A outra área filosófica em que a epistemologia está intimamente relacionada é a teoria do
significado. A questão de saber se somos capazes de conhecer proposições de determinado
tipo é sensível ao valor que damos ao significado dessas proposições. Por exemplo, se
pressupomos que os enunciados sobre o mundo material são distintos dos enunciados sobre a
experiência, e se pensamos que nosso conhecimento das experiências está para além do ataque
céptico, é possível esperar que possamos defender nossa habilidade de conhecer a natureza do
mundo material. Esta esperança é a esperança de que o fenomenismo resolva por nós alguns
dos problemas epistemológicos.
Bibliografia
1. R. M. Chisholm, Theory of Knowledge, 2nd edn. (Englewood Cliffs, NJ, 1977).

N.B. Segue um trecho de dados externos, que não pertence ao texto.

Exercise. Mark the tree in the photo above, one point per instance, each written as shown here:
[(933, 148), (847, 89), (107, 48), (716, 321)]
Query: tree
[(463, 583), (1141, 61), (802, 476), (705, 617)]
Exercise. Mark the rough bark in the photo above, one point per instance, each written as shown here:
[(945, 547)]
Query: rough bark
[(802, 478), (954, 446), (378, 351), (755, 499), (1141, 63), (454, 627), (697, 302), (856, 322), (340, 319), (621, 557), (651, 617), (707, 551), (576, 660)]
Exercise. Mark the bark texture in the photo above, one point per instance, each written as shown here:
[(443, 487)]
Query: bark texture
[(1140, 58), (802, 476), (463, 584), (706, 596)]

2. J. Dancy, Introduction to Contemporary Epistemology (Oxford, 1985).
3. A. Goldman, Epistemology and Cognition (Cambridge, Mass., 1986).
4. W. V. Quine, "Epistemology Naturalised", in Ontological Relativity (New York, 1969).
5. W. F. Sellars, "Empiricism and the Philosophy on Mind", in: Science, Perception and Reality
(London, 1963).
6. L. Wittgenstein, On Certainty (Oxford, 1969).